Helen Chan Wolf | |
Workplaces: | SRI International Panoramic Research |
Helen Chan Wolf is an artificial intelligence pioneer who worked on facial recognition technology and Shakey the robot, the world's first autonomous robot, at SRI International.
In the early 1960s, Wolf worked with Charles Bisson and Woody Bledsoe at Panoramic Research to train computers in recognising human faces (so-called automated facial recognition).[1] [2] Early computer programs used humans to coordinate a set of features from images of faces and then a computer for the recognition.[3] These features included things such as the positions the inside and outside corners of eyes and mouth. Operators such as these could process around forty pictures an hour.

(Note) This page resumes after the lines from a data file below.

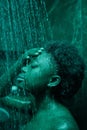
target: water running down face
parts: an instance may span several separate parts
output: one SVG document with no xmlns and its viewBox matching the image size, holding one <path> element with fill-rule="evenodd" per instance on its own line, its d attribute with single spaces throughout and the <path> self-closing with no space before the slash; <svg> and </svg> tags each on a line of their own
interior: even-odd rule
<svg viewBox="0 0 87 130">
<path fill-rule="evenodd" d="M 53 57 L 43 51 L 37 57 L 33 57 L 29 64 L 22 68 L 22 72 L 18 75 L 18 87 L 25 88 L 30 92 L 43 90 L 55 74 L 55 66 Z"/>
</svg>

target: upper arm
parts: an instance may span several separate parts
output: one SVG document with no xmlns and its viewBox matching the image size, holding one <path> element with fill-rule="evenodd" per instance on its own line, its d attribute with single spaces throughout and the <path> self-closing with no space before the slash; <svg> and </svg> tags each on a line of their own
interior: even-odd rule
<svg viewBox="0 0 87 130">
<path fill-rule="evenodd" d="M 56 123 L 54 123 L 54 130 L 79 130 L 78 125 L 74 119 L 61 117 Z"/>
</svg>

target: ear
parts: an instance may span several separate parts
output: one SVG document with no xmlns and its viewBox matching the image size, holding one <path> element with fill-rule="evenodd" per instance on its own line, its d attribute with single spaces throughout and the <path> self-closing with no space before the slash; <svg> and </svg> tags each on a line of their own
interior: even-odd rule
<svg viewBox="0 0 87 130">
<path fill-rule="evenodd" d="M 61 77 L 58 75 L 53 75 L 47 84 L 48 87 L 55 87 L 57 86 L 61 81 Z"/>
</svg>

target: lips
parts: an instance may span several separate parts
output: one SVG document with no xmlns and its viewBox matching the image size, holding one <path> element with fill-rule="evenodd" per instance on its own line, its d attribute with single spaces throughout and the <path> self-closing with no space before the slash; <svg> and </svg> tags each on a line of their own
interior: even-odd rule
<svg viewBox="0 0 87 130">
<path fill-rule="evenodd" d="M 18 77 L 17 77 L 17 81 L 24 81 L 25 77 L 24 77 L 24 74 L 19 74 Z"/>
</svg>

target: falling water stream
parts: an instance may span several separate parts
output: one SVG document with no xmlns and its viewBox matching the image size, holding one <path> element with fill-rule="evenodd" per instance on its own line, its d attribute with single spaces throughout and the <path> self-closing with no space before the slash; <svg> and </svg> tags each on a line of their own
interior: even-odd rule
<svg viewBox="0 0 87 130">
<path fill-rule="evenodd" d="M 0 47 L 3 48 L 1 53 L 4 62 L 2 65 L 3 69 L 1 69 L 1 75 L 7 71 L 9 75 L 9 68 L 25 51 L 33 47 L 42 47 L 44 41 L 53 39 L 52 28 L 50 26 L 45 2 L 46 0 L 0 1 Z M 78 43 L 82 43 L 81 5 L 81 0 L 79 0 L 76 6 L 76 16 L 73 22 L 73 44 L 76 41 Z M 78 36 L 81 36 L 79 41 Z M 15 77 L 14 81 L 11 83 L 10 94 L 5 99 L 5 104 L 7 106 L 3 103 L 3 110 L 0 109 L 0 111 L 7 114 L 8 117 L 10 116 L 10 121 L 8 120 L 4 123 L 4 125 L 2 124 L 2 126 L 0 126 L 0 130 L 2 130 L 2 127 L 3 130 L 18 130 L 20 125 L 26 123 L 28 118 L 31 118 L 27 114 L 29 112 L 27 109 L 21 112 L 20 108 L 15 108 L 15 102 L 18 105 L 20 102 L 28 102 L 30 104 L 31 102 L 32 104 L 34 102 L 32 95 L 27 93 L 24 89 L 19 89 L 17 85 L 18 81 L 17 77 Z M 28 94 L 30 96 L 30 100 L 26 100 Z M 23 96 L 23 100 L 21 96 Z M 10 102 L 12 103 L 13 100 L 13 106 L 11 106 Z M 29 109 L 34 107 L 35 104 L 30 106 Z M 4 111 L 4 109 L 6 111 Z M 34 109 L 32 112 L 34 112 Z"/>
<path fill-rule="evenodd" d="M 8 71 L 9 75 L 9 68 L 22 53 L 32 47 L 42 46 L 44 41 L 53 38 L 52 29 L 48 19 L 45 0 L 1 1 L 0 15 L 2 17 L 0 42 L 4 48 L 6 67 L 4 72 Z M 15 102 L 20 105 L 20 102 L 26 101 L 27 96 L 24 89 L 18 89 L 17 82 L 17 77 L 15 77 L 11 83 L 10 94 L 5 97 L 5 105 L 7 107 L 4 108 L 10 114 L 11 119 L 10 123 L 6 121 L 7 123 L 3 127 L 4 130 L 17 130 L 16 121 L 19 120 L 19 125 L 22 125 L 22 122 L 26 122 L 27 118 L 29 118 L 27 109 L 25 111 L 26 116 L 23 115 L 23 118 L 21 118 L 20 109 L 16 110 L 15 108 Z M 23 96 L 23 101 L 20 99 L 20 94 Z M 30 99 L 32 98 L 30 97 Z M 14 103 L 10 104 L 10 102 Z"/>
</svg>

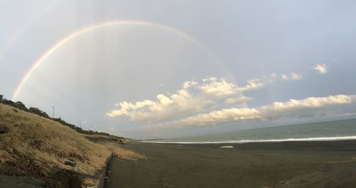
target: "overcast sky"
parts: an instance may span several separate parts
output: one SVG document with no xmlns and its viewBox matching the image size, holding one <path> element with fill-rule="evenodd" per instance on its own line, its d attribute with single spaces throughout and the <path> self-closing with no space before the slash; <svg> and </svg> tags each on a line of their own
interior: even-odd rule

Wolf joined the Artificial Intelligence group at SRI International (then Stanford Research Institute) in 1966.[4] At the SRI Chan was part of the Application of Intelligent Automata to Reconnaissance project.[5] Here she worked on Shakey the robot, the world's first mobile autonomous robot, which was honoured by an Institute of Electrical and Electronics Engineers Milestone in 2017.[6] Shakey used artificial intelligence, making its own plans, navigating between places and improving through learning. Wolf developed the algorithms that extracted coordinates from images. Before Shakey, there were no efforts to integrate artificial intelligence and robotics into a single moving vehicle.[7]